Program Success Monitored By
Student surveys, personal interviews, and disciplinary reports are used to measure outcomes and improve programming. HeartBound also works closely with the Reentry Coordinator for the Georgia Department of Corrections, to gather data to drive the planning process and monitor outcomes.
Program Areas Served
Georgia

CEO/Executive Director/Board Comments

The people served by HeartBound's Project ART are often forgotten by society. The majority are poor, people of color, and have learning disabilities. They are at higher risk of mental and emotional problems, substance abuse, and domestic violence - factors that gravely affect their ability to succeed in society and in life. Incarcerated people experience higher rates of poverty, anxiety, withdrawal, depression, guilt, shame, anger, aggression, social phobias, drug and alcohol use, suicide, and poor academic performance than the general population.

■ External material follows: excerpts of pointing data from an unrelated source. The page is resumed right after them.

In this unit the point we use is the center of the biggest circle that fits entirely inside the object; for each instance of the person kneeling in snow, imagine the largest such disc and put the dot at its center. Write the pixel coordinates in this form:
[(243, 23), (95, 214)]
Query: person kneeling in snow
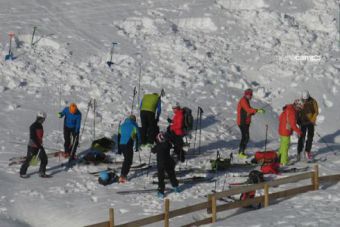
[(35, 147), (287, 125), (127, 134), (165, 163)]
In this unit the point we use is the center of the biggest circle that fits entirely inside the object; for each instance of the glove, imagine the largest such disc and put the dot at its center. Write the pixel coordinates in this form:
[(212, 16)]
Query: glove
[(261, 111)]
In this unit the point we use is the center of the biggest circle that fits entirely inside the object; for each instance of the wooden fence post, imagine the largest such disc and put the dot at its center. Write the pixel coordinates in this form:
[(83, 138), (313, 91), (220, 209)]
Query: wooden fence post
[(112, 217), (316, 177), (166, 212), (213, 209), (266, 195)]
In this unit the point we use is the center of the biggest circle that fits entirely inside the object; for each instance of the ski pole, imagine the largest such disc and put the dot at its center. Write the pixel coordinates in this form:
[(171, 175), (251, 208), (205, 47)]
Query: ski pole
[(200, 135), (265, 142), (133, 99), (87, 112), (34, 29), (94, 119), (196, 126)]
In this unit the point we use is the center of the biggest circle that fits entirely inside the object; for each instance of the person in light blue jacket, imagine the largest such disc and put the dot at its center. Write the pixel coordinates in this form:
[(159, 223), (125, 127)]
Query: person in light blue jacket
[(72, 121), (128, 135)]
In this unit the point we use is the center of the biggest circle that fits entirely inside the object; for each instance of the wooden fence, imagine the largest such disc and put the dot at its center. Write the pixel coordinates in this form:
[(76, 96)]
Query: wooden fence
[(212, 207)]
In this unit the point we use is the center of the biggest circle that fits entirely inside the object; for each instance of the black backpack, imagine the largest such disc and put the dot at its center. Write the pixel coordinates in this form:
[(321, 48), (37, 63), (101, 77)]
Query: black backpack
[(188, 119)]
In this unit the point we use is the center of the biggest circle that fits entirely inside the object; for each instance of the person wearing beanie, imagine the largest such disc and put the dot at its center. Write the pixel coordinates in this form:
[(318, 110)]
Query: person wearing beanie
[(128, 136), (307, 120), (150, 110), (72, 122), (244, 114), (165, 163), (287, 124), (35, 147)]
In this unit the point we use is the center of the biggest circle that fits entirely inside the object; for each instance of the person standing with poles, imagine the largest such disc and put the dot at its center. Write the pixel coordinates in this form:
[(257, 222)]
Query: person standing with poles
[(165, 163), (35, 147), (306, 121), (72, 122), (150, 110), (287, 125), (128, 136), (244, 114)]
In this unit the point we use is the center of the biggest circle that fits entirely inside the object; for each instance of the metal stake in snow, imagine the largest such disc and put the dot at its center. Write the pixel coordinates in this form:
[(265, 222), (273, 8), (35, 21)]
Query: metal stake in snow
[(10, 56), (33, 33), (109, 63)]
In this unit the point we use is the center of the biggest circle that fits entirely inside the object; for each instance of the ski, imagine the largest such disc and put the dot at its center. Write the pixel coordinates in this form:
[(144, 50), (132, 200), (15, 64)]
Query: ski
[(141, 191), (190, 180)]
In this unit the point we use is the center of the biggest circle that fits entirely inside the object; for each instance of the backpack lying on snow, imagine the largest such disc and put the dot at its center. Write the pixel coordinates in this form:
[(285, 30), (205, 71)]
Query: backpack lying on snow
[(219, 163), (269, 161), (103, 144), (254, 177)]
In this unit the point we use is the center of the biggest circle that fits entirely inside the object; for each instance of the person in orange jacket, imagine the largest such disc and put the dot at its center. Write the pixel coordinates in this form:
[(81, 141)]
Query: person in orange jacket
[(287, 124), (244, 114)]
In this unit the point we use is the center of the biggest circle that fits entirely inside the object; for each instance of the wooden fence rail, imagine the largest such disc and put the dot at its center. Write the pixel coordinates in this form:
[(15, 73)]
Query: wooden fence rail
[(212, 207)]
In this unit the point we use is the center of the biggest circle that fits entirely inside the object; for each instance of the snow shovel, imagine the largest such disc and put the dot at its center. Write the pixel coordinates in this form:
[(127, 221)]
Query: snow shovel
[(109, 63), (35, 159), (10, 56)]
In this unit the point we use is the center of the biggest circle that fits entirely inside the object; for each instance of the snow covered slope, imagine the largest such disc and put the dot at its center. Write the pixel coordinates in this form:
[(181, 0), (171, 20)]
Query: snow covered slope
[(203, 53)]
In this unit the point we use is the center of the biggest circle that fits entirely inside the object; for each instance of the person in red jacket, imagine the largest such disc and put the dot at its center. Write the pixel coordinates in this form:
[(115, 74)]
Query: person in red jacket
[(177, 132), (244, 114), (287, 124)]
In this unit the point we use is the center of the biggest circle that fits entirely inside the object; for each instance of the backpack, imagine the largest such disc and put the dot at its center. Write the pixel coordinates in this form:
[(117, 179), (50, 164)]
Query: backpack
[(254, 177), (188, 119)]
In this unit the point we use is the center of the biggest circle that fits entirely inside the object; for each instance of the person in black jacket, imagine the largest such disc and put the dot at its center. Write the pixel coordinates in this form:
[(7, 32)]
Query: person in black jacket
[(35, 147), (165, 163)]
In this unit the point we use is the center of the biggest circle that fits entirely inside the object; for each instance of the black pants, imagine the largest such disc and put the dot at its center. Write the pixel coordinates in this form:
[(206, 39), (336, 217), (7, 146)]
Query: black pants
[(32, 151), (69, 136), (245, 137), (127, 150), (165, 164), (309, 130), (149, 127), (178, 146)]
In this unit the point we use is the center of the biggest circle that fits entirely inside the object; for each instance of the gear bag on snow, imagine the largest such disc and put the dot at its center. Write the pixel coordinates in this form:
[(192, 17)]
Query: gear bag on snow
[(103, 144), (219, 163), (254, 177), (188, 119)]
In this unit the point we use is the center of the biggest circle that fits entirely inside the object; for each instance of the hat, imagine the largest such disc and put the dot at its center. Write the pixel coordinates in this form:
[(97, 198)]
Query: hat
[(248, 92), (104, 175), (133, 117), (305, 94), (176, 105), (41, 114), (73, 108), (298, 103)]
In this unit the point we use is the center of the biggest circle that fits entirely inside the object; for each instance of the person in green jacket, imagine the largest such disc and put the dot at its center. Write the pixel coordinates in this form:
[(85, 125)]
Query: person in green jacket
[(150, 110)]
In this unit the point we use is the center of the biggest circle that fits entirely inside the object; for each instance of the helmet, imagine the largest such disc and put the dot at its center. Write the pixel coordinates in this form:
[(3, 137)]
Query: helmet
[(305, 94), (73, 108), (298, 103), (41, 114), (249, 92), (104, 175), (133, 117), (160, 138)]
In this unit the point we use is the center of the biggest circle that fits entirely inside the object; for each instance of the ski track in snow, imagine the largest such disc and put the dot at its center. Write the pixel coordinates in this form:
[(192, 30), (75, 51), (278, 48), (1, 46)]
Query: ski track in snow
[(203, 54)]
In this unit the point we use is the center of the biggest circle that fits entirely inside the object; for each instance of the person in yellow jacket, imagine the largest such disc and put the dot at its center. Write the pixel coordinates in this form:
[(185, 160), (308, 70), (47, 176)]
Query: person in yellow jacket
[(150, 110), (307, 120)]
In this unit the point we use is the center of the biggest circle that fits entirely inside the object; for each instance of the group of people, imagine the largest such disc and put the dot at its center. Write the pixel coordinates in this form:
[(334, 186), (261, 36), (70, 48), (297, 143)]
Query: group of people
[(299, 117)]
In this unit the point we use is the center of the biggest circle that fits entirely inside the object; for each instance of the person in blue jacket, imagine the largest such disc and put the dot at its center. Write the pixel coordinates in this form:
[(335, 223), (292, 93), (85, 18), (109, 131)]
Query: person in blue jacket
[(72, 121), (128, 135)]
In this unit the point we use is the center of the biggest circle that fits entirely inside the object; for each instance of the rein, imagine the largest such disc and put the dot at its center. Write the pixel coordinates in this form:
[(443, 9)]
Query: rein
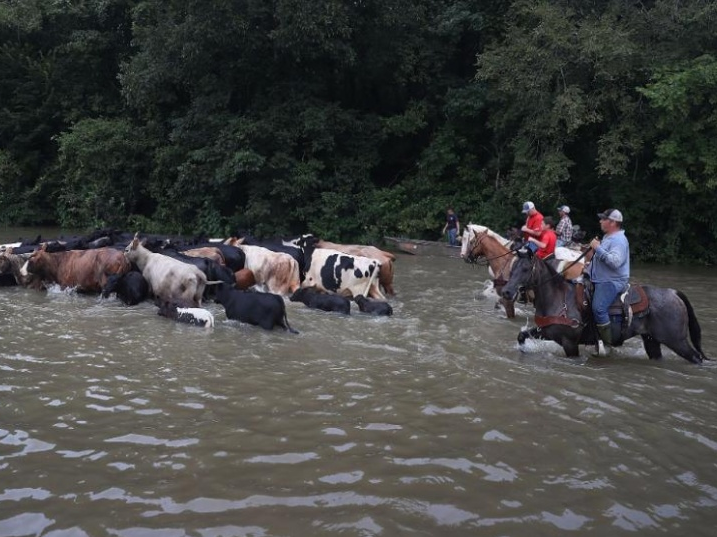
[(542, 321)]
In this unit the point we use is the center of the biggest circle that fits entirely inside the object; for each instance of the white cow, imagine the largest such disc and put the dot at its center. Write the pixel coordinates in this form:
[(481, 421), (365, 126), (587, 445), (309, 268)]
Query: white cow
[(169, 279), (347, 275), (277, 272)]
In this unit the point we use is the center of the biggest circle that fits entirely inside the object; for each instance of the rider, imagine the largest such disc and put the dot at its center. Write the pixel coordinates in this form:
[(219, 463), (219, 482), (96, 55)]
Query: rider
[(453, 226), (609, 269), (533, 226), (564, 229), (546, 241)]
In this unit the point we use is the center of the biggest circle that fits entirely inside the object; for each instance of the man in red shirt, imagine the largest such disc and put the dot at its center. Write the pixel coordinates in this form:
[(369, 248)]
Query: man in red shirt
[(533, 224), (546, 242)]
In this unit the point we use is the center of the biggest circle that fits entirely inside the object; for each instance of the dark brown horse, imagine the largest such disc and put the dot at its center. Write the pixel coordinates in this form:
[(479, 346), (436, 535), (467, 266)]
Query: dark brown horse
[(500, 260), (669, 320)]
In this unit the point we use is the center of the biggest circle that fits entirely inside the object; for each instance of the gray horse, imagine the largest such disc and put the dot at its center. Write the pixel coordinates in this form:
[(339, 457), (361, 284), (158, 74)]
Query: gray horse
[(670, 319)]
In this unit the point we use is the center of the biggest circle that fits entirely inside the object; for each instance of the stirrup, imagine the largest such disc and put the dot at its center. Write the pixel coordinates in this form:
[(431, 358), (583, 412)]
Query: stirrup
[(601, 349)]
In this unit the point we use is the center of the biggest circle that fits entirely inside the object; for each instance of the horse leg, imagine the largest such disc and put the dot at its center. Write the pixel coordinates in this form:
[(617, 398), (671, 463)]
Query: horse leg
[(533, 333), (652, 347), (509, 306), (571, 348)]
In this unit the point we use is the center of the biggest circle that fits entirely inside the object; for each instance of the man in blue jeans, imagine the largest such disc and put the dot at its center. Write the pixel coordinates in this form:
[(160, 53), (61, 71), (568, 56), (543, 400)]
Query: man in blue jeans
[(453, 227), (609, 269)]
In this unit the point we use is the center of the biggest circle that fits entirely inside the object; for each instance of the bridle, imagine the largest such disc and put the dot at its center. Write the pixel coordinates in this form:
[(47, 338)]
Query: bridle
[(499, 277)]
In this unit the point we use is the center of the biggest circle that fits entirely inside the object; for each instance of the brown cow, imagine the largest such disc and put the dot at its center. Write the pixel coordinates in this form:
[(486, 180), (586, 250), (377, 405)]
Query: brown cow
[(276, 271), (87, 270), (385, 273), (207, 251), (244, 279)]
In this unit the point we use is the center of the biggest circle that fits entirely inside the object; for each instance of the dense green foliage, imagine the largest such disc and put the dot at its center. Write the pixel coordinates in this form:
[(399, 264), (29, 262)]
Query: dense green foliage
[(357, 119)]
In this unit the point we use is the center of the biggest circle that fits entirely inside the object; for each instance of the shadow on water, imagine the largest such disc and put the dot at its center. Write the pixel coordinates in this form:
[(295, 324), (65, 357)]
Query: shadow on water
[(116, 421)]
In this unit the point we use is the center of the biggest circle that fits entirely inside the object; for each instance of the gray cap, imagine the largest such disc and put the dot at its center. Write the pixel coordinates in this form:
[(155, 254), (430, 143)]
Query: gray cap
[(610, 214)]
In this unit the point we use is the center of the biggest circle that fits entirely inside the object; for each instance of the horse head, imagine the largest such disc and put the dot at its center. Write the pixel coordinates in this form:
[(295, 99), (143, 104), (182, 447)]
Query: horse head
[(476, 247)]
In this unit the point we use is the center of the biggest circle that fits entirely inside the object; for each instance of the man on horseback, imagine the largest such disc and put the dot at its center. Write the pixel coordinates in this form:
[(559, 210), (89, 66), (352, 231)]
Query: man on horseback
[(533, 226), (453, 226), (547, 240), (564, 229), (609, 269)]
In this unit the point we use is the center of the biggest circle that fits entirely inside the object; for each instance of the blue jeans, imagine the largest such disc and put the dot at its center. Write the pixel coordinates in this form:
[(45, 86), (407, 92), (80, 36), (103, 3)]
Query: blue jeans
[(603, 295)]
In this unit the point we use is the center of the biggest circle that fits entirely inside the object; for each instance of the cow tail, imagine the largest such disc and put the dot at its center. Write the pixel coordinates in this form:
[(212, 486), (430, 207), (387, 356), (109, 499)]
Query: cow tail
[(371, 280), (694, 325), (287, 327)]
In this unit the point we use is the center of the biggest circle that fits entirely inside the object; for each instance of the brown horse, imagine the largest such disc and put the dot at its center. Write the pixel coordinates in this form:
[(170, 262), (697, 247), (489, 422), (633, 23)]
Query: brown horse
[(500, 260)]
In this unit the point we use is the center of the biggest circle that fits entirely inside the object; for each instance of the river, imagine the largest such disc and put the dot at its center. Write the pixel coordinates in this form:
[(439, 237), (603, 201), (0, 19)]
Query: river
[(115, 421)]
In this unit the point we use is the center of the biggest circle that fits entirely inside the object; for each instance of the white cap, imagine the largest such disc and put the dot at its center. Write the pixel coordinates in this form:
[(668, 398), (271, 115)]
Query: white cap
[(610, 214)]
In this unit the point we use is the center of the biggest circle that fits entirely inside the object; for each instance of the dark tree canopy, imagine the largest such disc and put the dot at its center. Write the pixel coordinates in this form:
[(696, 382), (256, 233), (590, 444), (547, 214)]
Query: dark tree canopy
[(354, 120)]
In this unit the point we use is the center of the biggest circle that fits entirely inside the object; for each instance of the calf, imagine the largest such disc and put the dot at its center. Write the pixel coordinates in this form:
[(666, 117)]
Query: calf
[(194, 316), (260, 309), (131, 288), (11, 272), (321, 301), (244, 279), (374, 307)]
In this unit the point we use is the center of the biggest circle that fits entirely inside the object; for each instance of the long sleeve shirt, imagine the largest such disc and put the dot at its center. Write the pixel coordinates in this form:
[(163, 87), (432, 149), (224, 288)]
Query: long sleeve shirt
[(611, 261)]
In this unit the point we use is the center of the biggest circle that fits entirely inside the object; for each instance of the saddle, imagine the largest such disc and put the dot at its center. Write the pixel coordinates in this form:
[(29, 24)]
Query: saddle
[(634, 301)]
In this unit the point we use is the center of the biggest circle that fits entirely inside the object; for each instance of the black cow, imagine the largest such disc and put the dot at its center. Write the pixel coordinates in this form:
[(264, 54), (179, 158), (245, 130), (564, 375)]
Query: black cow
[(321, 301), (260, 309), (374, 307), (131, 288)]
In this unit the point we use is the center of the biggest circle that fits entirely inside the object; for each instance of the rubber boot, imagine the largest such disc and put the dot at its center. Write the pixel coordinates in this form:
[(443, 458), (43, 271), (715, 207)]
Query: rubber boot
[(604, 345)]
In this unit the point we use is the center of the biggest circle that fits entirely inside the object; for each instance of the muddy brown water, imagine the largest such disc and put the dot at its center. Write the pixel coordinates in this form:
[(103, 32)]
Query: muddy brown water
[(115, 421)]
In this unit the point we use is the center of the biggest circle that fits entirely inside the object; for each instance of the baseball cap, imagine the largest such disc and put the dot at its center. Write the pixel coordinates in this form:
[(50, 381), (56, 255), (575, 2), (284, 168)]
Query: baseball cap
[(610, 214)]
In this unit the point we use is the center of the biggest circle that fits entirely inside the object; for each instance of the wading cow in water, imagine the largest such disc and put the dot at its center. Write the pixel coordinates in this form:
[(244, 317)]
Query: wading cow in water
[(169, 279)]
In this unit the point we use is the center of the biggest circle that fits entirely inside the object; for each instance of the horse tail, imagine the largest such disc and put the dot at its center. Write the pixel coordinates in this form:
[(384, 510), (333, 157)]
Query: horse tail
[(694, 325)]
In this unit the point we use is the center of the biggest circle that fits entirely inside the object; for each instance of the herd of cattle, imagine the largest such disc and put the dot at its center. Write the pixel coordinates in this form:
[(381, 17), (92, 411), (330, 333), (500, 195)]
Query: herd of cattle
[(250, 278)]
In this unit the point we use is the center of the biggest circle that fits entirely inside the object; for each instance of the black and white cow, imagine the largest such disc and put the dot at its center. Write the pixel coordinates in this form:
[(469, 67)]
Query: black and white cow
[(373, 307), (321, 301), (260, 309), (193, 316), (333, 271)]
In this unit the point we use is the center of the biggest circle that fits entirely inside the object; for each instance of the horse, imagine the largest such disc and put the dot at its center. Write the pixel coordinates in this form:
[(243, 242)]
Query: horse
[(666, 319), (500, 260), (471, 229)]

They live in a community of deprivation with little access to art, music, and nature. HeartBound invites and involves incarcerated people in program development because prisoners (two-thirds of which have previously been incarcerated) are acutely aware of the shortcomings of the correctional system and what is needed. They are better able to creatively identify programs that address their actual needs. Educational, literacy, and art programs have been scientifically demonstrated to be successful. Correctional systems should encourage more arts and literacy programming, increase access to trauma counseling, and provide more educational opportunities to create more positive outcomes both in an out of prison.